Augustinian Recollect Nuns

Families of monastic orders dedicated to the contemplative life

The origin of the Augustinian recollection is identical to that of the male recollection. The same chapter of Toledo of the Augustinians ordered the assignment of three or more monasteries for nuns who wished to embrace a more austere life.

In compliance with this order, on December 24, 1589, the first of these was opened in Madrid and the first candidates received the habit.

In 1594, they founded the second convent in Salamanca, and it was Mother Mariana de San José who, in 1603, in close collaboration with Father Agustín Antolínez, a professor in Salamanca, organised the third convent in Eibar and gave more complete rules by the spirituality of the time.

These constitutions, approved by Paul V in 1616, proposed a religious program that in no way differed from that outlined in the friars’ Forma de Vivir.

Both texts coincide in the vigour of their religious tension, in their communitarian intonation, and their ascetic demands.

With them in hand and her heart, Mother Mariana was able to begin the deployment that in a few years led the Recollects to the main cities of Spain and to some foreign ones: Lisbon, Galway (Ireland), Mexico, Oaxaca, Guadalajara, and Lima.
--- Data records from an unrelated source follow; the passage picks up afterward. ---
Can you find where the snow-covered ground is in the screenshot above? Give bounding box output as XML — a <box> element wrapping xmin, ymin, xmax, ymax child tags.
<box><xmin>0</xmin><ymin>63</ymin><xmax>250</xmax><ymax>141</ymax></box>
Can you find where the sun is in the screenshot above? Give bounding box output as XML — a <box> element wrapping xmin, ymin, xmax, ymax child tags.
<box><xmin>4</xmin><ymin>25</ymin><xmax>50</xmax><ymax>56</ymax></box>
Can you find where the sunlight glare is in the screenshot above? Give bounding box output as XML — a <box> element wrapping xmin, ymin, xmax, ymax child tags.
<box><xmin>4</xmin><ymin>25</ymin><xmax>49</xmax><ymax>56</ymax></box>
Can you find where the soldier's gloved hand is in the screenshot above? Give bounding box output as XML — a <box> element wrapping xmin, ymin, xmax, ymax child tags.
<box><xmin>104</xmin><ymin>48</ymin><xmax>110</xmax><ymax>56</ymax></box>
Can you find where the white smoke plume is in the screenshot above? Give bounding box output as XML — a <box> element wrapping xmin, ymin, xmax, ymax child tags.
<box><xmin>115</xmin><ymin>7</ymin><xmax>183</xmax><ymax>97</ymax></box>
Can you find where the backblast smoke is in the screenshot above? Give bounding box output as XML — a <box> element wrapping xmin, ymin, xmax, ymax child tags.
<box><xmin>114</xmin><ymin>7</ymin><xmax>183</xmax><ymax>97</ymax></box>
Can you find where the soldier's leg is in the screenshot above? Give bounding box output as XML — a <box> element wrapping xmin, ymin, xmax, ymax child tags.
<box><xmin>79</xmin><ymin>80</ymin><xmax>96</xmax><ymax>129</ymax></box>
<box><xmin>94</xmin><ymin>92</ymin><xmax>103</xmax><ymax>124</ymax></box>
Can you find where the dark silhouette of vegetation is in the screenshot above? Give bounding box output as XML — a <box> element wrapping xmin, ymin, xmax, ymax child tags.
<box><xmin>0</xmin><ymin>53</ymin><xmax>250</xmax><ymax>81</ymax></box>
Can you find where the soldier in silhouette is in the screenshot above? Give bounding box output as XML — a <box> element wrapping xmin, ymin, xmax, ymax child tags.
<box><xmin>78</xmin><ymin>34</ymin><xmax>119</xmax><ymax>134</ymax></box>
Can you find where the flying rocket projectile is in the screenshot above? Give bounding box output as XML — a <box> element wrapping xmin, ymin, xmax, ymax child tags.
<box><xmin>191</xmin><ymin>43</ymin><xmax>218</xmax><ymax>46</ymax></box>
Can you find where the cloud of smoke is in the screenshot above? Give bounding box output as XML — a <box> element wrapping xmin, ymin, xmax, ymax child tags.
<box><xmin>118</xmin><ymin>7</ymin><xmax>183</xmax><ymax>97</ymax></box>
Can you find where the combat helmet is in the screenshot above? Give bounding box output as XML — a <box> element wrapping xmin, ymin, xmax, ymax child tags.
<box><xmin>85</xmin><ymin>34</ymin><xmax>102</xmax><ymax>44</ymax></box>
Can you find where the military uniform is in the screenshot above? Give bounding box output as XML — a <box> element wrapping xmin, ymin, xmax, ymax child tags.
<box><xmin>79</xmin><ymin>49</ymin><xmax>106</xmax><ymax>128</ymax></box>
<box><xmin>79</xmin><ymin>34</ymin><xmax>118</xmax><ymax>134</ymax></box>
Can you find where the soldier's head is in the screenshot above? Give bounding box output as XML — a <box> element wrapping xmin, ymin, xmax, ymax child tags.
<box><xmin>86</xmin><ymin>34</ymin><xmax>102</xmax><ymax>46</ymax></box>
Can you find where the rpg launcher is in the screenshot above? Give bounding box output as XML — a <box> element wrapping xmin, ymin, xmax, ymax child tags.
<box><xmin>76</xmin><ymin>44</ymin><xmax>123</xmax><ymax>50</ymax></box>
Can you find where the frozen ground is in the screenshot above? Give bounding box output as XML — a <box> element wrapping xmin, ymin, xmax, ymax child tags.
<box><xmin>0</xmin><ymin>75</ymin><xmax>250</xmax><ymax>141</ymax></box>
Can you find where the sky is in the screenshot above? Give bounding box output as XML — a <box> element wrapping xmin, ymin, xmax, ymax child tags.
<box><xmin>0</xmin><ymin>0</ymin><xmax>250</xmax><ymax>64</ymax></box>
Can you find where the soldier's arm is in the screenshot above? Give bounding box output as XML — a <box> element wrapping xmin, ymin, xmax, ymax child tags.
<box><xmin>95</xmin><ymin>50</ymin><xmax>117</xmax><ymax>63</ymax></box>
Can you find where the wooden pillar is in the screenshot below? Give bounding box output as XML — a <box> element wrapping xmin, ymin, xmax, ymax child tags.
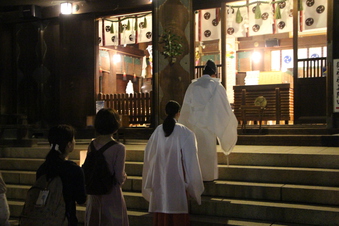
<box><xmin>152</xmin><ymin>0</ymin><xmax>194</xmax><ymax>126</ymax></box>
<box><xmin>59</xmin><ymin>15</ymin><xmax>97</xmax><ymax>128</ymax></box>
<box><xmin>326</xmin><ymin>0</ymin><xmax>339</xmax><ymax>129</ymax></box>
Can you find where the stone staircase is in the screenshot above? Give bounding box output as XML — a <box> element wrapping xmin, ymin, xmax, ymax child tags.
<box><xmin>0</xmin><ymin>141</ymin><xmax>339</xmax><ymax>226</ymax></box>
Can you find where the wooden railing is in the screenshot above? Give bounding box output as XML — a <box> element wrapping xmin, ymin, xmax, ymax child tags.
<box><xmin>298</xmin><ymin>57</ymin><xmax>327</xmax><ymax>78</ymax></box>
<box><xmin>233</xmin><ymin>83</ymin><xmax>293</xmax><ymax>124</ymax></box>
<box><xmin>98</xmin><ymin>92</ymin><xmax>152</xmax><ymax>125</ymax></box>
<box><xmin>194</xmin><ymin>64</ymin><xmax>222</xmax><ymax>78</ymax></box>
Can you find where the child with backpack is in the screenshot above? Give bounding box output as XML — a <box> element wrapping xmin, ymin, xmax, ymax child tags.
<box><xmin>82</xmin><ymin>108</ymin><xmax>129</xmax><ymax>226</ymax></box>
<box><xmin>21</xmin><ymin>125</ymin><xmax>86</xmax><ymax>226</ymax></box>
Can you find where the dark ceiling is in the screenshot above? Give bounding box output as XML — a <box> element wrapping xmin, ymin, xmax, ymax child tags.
<box><xmin>0</xmin><ymin>0</ymin><xmax>72</xmax><ymax>7</ymax></box>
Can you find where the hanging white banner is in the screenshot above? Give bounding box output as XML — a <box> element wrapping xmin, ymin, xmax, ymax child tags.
<box><xmin>333</xmin><ymin>59</ymin><xmax>339</xmax><ymax>112</ymax></box>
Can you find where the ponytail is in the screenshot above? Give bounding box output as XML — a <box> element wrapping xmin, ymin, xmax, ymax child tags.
<box><xmin>162</xmin><ymin>100</ymin><xmax>180</xmax><ymax>137</ymax></box>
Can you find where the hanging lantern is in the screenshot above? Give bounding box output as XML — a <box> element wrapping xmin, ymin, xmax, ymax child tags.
<box><xmin>110</xmin><ymin>22</ymin><xmax>114</xmax><ymax>34</ymax></box>
<box><xmin>235</xmin><ymin>8</ymin><xmax>243</xmax><ymax>24</ymax></box>
<box><xmin>254</xmin><ymin>3</ymin><xmax>261</xmax><ymax>19</ymax></box>
<box><xmin>119</xmin><ymin>22</ymin><xmax>124</xmax><ymax>33</ymax></box>
<box><xmin>298</xmin><ymin>0</ymin><xmax>304</xmax><ymax>11</ymax></box>
<box><xmin>143</xmin><ymin>17</ymin><xmax>147</xmax><ymax>28</ymax></box>
<box><xmin>274</xmin><ymin>4</ymin><xmax>281</xmax><ymax>20</ymax></box>
<box><xmin>134</xmin><ymin>16</ymin><xmax>138</xmax><ymax>31</ymax></box>
<box><xmin>126</xmin><ymin>20</ymin><xmax>131</xmax><ymax>31</ymax></box>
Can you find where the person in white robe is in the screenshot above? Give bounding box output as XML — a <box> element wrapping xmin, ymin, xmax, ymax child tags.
<box><xmin>142</xmin><ymin>101</ymin><xmax>204</xmax><ymax>225</ymax></box>
<box><xmin>179</xmin><ymin>60</ymin><xmax>238</xmax><ymax>181</ymax></box>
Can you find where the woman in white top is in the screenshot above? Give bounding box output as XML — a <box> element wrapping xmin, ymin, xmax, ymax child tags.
<box><xmin>142</xmin><ymin>101</ymin><xmax>204</xmax><ymax>226</ymax></box>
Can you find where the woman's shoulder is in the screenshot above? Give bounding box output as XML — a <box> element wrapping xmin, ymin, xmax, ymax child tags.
<box><xmin>175</xmin><ymin>122</ymin><xmax>193</xmax><ymax>134</ymax></box>
<box><xmin>63</xmin><ymin>160</ymin><xmax>80</xmax><ymax>169</ymax></box>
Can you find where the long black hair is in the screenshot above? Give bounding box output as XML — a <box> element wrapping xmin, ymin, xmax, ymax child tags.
<box><xmin>162</xmin><ymin>100</ymin><xmax>180</xmax><ymax>137</ymax></box>
<box><xmin>45</xmin><ymin>125</ymin><xmax>75</xmax><ymax>178</ymax></box>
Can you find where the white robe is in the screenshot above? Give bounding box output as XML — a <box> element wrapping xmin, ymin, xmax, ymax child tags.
<box><xmin>179</xmin><ymin>75</ymin><xmax>238</xmax><ymax>181</ymax></box>
<box><xmin>142</xmin><ymin>123</ymin><xmax>204</xmax><ymax>214</ymax></box>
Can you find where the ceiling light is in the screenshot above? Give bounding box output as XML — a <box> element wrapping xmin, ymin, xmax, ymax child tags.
<box><xmin>60</xmin><ymin>2</ymin><xmax>72</xmax><ymax>14</ymax></box>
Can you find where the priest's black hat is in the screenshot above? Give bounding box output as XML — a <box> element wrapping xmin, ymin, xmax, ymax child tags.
<box><xmin>204</xmin><ymin>60</ymin><xmax>218</xmax><ymax>74</ymax></box>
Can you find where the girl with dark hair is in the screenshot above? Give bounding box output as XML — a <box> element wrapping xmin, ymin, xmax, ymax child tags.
<box><xmin>36</xmin><ymin>125</ymin><xmax>86</xmax><ymax>226</ymax></box>
<box><xmin>0</xmin><ymin>172</ymin><xmax>10</xmax><ymax>226</ymax></box>
<box><xmin>142</xmin><ymin>101</ymin><xmax>204</xmax><ymax>226</ymax></box>
<box><xmin>85</xmin><ymin>108</ymin><xmax>129</xmax><ymax>226</ymax></box>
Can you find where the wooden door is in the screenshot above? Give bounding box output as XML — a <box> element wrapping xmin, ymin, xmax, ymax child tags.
<box><xmin>294</xmin><ymin>57</ymin><xmax>326</xmax><ymax>124</ymax></box>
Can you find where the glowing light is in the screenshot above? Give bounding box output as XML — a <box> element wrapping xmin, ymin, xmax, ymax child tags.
<box><xmin>113</xmin><ymin>54</ymin><xmax>121</xmax><ymax>64</ymax></box>
<box><xmin>60</xmin><ymin>2</ymin><xmax>72</xmax><ymax>14</ymax></box>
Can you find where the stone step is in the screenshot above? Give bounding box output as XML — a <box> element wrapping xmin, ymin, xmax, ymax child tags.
<box><xmin>0</xmin><ymin>143</ymin><xmax>339</xmax><ymax>169</ymax></box>
<box><xmin>9</xmin><ymin>192</ymin><xmax>339</xmax><ymax>225</ymax></box>
<box><xmin>219</xmin><ymin>165</ymin><xmax>339</xmax><ymax>187</ymax></box>
<box><xmin>0</xmin><ymin>158</ymin><xmax>339</xmax><ymax>187</ymax></box>
<box><xmin>7</xmin><ymin>176</ymin><xmax>339</xmax><ymax>205</ymax></box>
<box><xmin>10</xmin><ymin>202</ymin><xmax>307</xmax><ymax>226</ymax></box>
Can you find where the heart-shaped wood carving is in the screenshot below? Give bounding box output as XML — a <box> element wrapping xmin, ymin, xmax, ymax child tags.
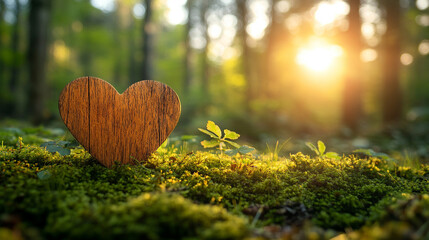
<box><xmin>58</xmin><ymin>77</ymin><xmax>180</xmax><ymax>167</ymax></box>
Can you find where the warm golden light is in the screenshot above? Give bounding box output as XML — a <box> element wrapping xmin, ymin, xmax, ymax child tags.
<box><xmin>296</xmin><ymin>45</ymin><xmax>343</xmax><ymax>72</ymax></box>
<box><xmin>314</xmin><ymin>0</ymin><xmax>350</xmax><ymax>26</ymax></box>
At the end of the 17th century there were 37 monasteries and today there are some 550 nuns distributed in 45 monasteries in Spain (32), Mexico (11), the United States (1), and the Philippines (1).

In all of them, there have always lived select souls who have maintained the religious level of the community at a very high level and have contributed to the formation of orders (Discalced Mercedarian, Brigid Recollect, Josephine Trinitarians).

Antonia de Jesús (1612-96), foundress of the convents of Granada, Chiclana and Medina Sidonia; Isabel de la Madre de Dios (1614-87), foundress of those of Serradilla and Calzada; Guadalupe Vadillo (1874-1967), missionary in China and head of the Augustinian Recollect Missionary Sisters; and Monica de Jesús (1889-1964), a humble laywoman, whose heroic virtues have already been solemnly recognized by the Church (1992).